對馬誠也理事長(以下、對馬):
遠藤さんには、これまでも当NPO法人主催の講習会で、主として「AIの活用」に関して講義をしていただいたのですが、その時、わたしが特に印象の残ったのは、講義の中「認知科学」や「ヒューマンインターフェース」など、あまり聞いたことがない用語がかなりの頻度で出てきたことでした。とても新鮮だったのですが、その一方で、何回か聞いたのに、未だにそれらについて十分に理解できないところがあるので、いつかゆっくりお話を伺いたいと思っていました。さらに、遠藤さんの講義を聞いて、遠藤さんが日本のIT技術の進展に最も重要な「基盤となる技術の開発やその事業化」に深く関わってきたことを知りました。どんな分野でも、初めての事業化は大変だったと思います。遠藤さんのそうした経験は、現在、研究成果・技術の普及(社会実装)に苦しんでいる研究者・技術者・企業等の方々にもきっと役立つと思うので、遠藤さんの経験をぜひお聞きしたいと思い、今回の企画を考えました。
具体的には、遠藤さんの講義では多くの専門用語が出てくるので、これまでのブログの記事のように著者に文章を書いていただくのでは、ITやAI業界以外の人には十分理解できないと考えました。そこで、素人代表としての對馬が遠藤さんにインビューをするという形で行うことにしました。これからお付き合いいただけたらと思います。よろしくお願いします。
遠藤隆也会員(以下、遠藤):
こちらこそよろしくお願い致します。
さて、皆さんが暮らしている現代世界は、例えば、「デジタル社会」であるとか「情報社会」とか、「デジタル(Digital)」、「情報(Information)」という用語が普通に使われています。でも、それらの用語は、半世紀前(謂わば、「アナログ(Analog)」時代)には、一部の専門家の間でしか通用していなかった言葉・言語(Language)だったのです。
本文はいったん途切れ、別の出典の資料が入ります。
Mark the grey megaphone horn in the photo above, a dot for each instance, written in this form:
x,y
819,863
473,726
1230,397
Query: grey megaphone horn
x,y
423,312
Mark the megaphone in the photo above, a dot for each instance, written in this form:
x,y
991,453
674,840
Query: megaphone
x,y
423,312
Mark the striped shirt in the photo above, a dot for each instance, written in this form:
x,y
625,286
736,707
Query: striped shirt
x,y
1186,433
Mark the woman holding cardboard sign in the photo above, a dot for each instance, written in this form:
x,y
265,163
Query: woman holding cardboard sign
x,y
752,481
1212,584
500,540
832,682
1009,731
私は、(人類史的にも)とてもラッキーなことに、この「アナログ」から「デジタル」への変革期に青年期・壮年期を過ごすことができ、しかも、うれしいことに、その変革の一部を担うことができたのです。
對馬:
遠藤さんは、大学を卒業後、日本電信電話公社(後のNTT)の電気通信研究所に入社していますが、まず、この時代のお話を伺いたいと思います。経歴を拝見しますと、研究所では自動波形等化器の考案、PCM-FDM伝送の現場実験とこれらデジタルネットワーク(DDX)技術を用いたデジタル伝送路として実用化、ファクシミリ通信方式を方式設計し実用化などを行ったとあります。わたし個人は、研究成果や技術の社会実装がなかなか進まない状況をみているものですから、これらの技術が社会にどのように役立っているか、また社会実装に当たっての苦労話などありましたら、簡単に教えていただけないでしょうか。
遠藤:
2つの質問にそれぞれお答えします。
まず、「これらの技術が社会にどのように役立っているか」です。
私は、とてもラッキーなことに、大学では、デジタルの基本である「符号理論(Coding Theory)」、「情報理論(Information Theory)」の2つを学んで研究していたので、大学3年生の企業実習では、電気通信研究所の「無線符号伝送研究室(今のNTTドコモのオリジンのひとつ)」に配属されました。そして、電電公社入社後もその研究室などで、半田ごてを握りながらの手作りでのデジタル伝送の実験にチャレンジすることができたのです。
皆さんが毎日使っているインターネット。このインターネット無しでは今の世界は成り立ちません。でも、この「見えている世界(Visible World)」を支えているのは、謂わば、縁の下の力持ち、すなわちインフラストラクチャーとなっている「見えていない世界(Invisible World)」なのです。
このインフラストラクチャーの一番下にあるのが、デジタル符号である1,0,1,0,,,,を送受信するためのデジタル伝送路・デジタル伝送システムなのです。
私が、半田ごてを握って手作りで始め、何年にもわたって、試作を重ね、日本中の有線/無線中継所で現場実験を重ねたデジタル伝送システムが、またまたラッキーなことに、日本で最初のデジタルネットワークにおけるデジタル伝送システムに使われることになったのです。
日本最初のデジタルサービスである地方銀行間のデジタルシステムやファクシミリなどのデジタルサービスは、このデジタル伝送システム(その後、より高速に進化)のインフラストラクチャーの上で、人々には「見えている世界」となったのです。
今のインターネットでは、光ファイバーを使った超高速の光デジタル伝送システムが使われていますが、半世紀前のデジタルサービス初期の社会の変革の一部を担うことができたのです。
對馬:
「見えていない世界」の上に、「見えている世界」があり、遠藤さんは前者の構築に尽力されたということですね。そのおかげでわたしたちは、今、ITを簡単に活用できているということが良くわかりました。